Источник: деловая газета ВЗГЛЯД
Некоторые люди – и я в том числе – слишком нежные, чтобы постоянно сталкиваться с реалиями войны. В итоге мы имеем ощутимое количество людей, которые сталкиваются с теми или иными психологическими проблемами. В основном с депрессией.
Иногда в СМИ можно прочитать о ПТСР, который настигает солдат, вернувшихся с войны, – посттравматическом стрессовом расстройстве, в России называемым попросту «афганском синдромом». Хорошо, что эта тема в принципе поднимается. Плохо, что в ней смешивается слишком много понятий и буквально черное называется белым.
Мне довелось говорить об этом с лейтенантом медицинской службы с позывным Борменталь, который в гражданской жизни был довольно известным психиатром. Он отслужил контракт в БАРСе, вернулся домой, написал несколько научных статей и снова отправился на войну – уже на контракт с Минобороны. Нет, он не занимается исследованием психологических проблем солдат – это, скорее, осталось у него в гражданской жизни. Он, конечно же, оказывает им помощь, вытаскивает их из-под огня, достает из них осколки и делает все то, что положено делать начмеду батальона. Но интерес к психиатрии остался, хотя неизвестно, когда он теперь сможет вернуться к мирной профессии.

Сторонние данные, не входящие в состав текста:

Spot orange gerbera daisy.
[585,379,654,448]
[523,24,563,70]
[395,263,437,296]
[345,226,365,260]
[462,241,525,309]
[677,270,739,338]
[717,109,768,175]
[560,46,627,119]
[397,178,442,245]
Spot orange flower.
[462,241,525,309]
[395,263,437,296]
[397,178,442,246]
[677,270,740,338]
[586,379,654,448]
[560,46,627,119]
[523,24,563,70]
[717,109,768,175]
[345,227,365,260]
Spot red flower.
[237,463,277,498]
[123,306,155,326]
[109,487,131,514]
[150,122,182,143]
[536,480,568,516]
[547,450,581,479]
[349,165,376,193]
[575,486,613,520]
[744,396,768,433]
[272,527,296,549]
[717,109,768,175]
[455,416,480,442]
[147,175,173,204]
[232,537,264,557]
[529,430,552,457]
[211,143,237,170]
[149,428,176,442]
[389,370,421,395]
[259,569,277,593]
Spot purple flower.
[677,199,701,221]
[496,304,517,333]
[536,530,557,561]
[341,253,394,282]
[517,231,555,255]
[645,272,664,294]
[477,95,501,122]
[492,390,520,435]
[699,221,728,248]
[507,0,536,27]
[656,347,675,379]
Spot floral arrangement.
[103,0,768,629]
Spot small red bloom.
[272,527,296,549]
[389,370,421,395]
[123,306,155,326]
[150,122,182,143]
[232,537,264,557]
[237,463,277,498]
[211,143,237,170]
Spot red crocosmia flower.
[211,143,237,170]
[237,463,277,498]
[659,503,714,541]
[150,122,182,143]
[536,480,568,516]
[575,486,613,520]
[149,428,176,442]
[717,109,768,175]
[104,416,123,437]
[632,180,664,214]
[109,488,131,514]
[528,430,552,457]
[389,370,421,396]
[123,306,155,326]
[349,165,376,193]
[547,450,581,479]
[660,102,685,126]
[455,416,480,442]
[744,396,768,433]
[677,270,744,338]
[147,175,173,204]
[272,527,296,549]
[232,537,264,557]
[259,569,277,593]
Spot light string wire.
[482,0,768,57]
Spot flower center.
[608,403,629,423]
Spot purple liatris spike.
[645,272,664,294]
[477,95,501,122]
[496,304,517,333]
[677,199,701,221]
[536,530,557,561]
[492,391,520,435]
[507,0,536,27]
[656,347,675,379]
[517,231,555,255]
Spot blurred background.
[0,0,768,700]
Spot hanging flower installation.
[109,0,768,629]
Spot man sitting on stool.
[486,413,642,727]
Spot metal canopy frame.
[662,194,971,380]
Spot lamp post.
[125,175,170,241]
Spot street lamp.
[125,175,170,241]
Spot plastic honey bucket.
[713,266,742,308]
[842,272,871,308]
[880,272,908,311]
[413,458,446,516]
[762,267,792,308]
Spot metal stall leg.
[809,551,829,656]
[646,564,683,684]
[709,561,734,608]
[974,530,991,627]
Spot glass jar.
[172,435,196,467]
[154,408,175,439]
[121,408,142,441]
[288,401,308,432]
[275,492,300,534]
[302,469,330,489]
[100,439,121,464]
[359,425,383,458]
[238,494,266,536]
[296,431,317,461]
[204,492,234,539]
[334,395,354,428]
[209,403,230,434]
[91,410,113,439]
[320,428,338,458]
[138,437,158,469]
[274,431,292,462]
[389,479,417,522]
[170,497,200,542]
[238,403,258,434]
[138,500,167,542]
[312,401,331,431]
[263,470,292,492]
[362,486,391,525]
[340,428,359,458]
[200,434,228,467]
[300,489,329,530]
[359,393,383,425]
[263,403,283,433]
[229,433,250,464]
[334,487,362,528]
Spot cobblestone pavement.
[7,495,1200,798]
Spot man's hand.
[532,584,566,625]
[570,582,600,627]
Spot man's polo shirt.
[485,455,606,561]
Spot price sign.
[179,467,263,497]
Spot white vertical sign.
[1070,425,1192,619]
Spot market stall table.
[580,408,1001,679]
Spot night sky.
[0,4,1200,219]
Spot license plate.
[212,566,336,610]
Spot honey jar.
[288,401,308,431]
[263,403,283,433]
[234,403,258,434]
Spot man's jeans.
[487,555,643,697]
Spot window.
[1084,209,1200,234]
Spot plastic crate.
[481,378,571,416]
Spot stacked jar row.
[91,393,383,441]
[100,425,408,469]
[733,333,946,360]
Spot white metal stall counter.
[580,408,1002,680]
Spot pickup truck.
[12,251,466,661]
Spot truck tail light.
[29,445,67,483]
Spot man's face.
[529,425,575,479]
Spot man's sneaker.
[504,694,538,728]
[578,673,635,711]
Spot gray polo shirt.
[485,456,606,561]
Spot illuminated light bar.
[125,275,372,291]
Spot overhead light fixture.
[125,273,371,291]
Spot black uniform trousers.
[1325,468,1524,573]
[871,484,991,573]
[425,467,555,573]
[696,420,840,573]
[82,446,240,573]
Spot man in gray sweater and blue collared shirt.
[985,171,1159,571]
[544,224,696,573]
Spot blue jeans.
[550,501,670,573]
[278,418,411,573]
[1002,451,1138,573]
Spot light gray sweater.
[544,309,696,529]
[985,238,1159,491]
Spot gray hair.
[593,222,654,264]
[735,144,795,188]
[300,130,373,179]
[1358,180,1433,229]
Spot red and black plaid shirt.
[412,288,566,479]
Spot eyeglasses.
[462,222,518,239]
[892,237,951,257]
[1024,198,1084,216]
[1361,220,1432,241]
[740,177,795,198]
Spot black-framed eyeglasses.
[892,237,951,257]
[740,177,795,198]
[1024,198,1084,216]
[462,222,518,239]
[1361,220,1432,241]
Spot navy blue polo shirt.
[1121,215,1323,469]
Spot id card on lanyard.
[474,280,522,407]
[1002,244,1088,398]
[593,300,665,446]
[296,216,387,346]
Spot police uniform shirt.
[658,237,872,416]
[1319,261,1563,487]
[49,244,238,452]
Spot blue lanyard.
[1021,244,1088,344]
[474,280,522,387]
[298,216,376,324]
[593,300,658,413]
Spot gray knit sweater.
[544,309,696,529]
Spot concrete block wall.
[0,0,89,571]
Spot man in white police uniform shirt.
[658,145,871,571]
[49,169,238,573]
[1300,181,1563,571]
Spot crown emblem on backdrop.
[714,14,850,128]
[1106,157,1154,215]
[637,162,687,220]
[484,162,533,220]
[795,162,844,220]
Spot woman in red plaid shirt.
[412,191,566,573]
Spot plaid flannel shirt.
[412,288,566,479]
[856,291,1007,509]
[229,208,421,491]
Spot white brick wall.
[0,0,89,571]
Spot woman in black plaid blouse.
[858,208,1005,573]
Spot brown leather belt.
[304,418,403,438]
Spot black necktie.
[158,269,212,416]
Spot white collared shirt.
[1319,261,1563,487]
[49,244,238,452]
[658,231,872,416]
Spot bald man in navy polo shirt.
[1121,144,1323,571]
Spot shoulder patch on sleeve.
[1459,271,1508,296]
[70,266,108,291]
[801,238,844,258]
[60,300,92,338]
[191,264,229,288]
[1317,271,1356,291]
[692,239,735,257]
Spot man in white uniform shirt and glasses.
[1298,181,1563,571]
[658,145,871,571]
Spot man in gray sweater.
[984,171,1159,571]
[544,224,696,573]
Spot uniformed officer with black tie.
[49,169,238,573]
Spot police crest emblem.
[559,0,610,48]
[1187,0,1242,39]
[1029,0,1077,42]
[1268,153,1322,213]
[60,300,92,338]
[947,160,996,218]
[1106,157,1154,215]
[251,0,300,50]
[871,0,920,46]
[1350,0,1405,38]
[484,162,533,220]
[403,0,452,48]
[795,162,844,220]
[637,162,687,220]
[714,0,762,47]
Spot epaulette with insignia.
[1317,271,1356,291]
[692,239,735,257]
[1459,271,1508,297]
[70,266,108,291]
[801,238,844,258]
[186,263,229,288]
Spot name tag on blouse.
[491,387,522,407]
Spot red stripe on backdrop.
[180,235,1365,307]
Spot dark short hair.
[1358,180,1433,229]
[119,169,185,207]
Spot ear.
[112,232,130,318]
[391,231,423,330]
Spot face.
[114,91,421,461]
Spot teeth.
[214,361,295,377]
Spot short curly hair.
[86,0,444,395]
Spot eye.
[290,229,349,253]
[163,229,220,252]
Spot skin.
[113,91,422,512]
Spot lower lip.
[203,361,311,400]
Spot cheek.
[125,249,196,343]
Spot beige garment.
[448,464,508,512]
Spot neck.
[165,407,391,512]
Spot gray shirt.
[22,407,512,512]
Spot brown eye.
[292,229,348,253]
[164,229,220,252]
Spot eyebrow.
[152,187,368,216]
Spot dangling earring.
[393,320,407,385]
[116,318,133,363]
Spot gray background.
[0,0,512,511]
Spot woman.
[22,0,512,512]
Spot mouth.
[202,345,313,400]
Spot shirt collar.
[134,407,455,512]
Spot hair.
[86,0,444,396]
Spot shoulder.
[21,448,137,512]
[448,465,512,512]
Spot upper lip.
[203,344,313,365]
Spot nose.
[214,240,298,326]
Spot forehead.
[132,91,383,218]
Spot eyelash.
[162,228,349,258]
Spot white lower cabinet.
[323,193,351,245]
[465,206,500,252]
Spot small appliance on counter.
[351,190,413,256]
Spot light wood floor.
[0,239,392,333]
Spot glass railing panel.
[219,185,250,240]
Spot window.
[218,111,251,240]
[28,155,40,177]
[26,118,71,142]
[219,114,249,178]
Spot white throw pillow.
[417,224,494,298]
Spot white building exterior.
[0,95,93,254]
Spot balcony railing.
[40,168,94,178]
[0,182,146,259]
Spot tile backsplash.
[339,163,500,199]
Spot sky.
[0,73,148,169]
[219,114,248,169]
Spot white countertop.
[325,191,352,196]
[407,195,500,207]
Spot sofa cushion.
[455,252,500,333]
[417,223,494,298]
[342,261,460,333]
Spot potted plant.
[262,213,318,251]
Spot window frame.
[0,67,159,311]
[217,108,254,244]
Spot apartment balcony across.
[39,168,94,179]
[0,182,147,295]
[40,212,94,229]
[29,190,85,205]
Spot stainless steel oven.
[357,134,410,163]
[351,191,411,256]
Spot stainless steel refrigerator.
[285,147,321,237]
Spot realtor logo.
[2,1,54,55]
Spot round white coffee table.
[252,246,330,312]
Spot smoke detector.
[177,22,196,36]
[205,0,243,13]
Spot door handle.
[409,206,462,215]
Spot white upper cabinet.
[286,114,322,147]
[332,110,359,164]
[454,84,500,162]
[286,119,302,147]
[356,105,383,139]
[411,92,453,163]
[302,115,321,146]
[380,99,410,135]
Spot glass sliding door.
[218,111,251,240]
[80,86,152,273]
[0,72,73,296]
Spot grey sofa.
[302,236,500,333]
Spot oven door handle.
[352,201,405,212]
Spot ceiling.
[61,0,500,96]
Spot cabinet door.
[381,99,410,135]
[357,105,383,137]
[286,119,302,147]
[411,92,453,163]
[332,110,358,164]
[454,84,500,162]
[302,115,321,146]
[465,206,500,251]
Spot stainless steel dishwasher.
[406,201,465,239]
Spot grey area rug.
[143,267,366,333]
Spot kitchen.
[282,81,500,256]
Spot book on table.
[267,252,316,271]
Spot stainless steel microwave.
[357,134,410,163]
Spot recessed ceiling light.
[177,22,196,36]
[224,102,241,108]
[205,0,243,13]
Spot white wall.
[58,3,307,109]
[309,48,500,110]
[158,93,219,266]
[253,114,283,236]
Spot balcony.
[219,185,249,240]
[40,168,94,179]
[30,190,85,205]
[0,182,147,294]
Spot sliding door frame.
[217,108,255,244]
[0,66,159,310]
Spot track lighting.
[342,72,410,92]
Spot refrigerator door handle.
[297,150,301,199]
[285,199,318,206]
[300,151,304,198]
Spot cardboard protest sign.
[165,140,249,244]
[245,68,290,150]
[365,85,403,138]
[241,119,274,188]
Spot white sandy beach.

Так вот, Борменталь считает, что изменения в поведении вернувшегося с войны солдата только в редких случаях можно объяснить посттравматическим стрессовым расстройством. Намного чаще встречаются банальные физические последствия – например, при контузии практически в ста процентах случаев развивается депрессия, ангедония, апатия. Депрессия вообще очень часто наступает после баротравм, сотрясений мозга и контузий. И это ничего общего не будет иметь с посттравматическим стрессовым расстройством.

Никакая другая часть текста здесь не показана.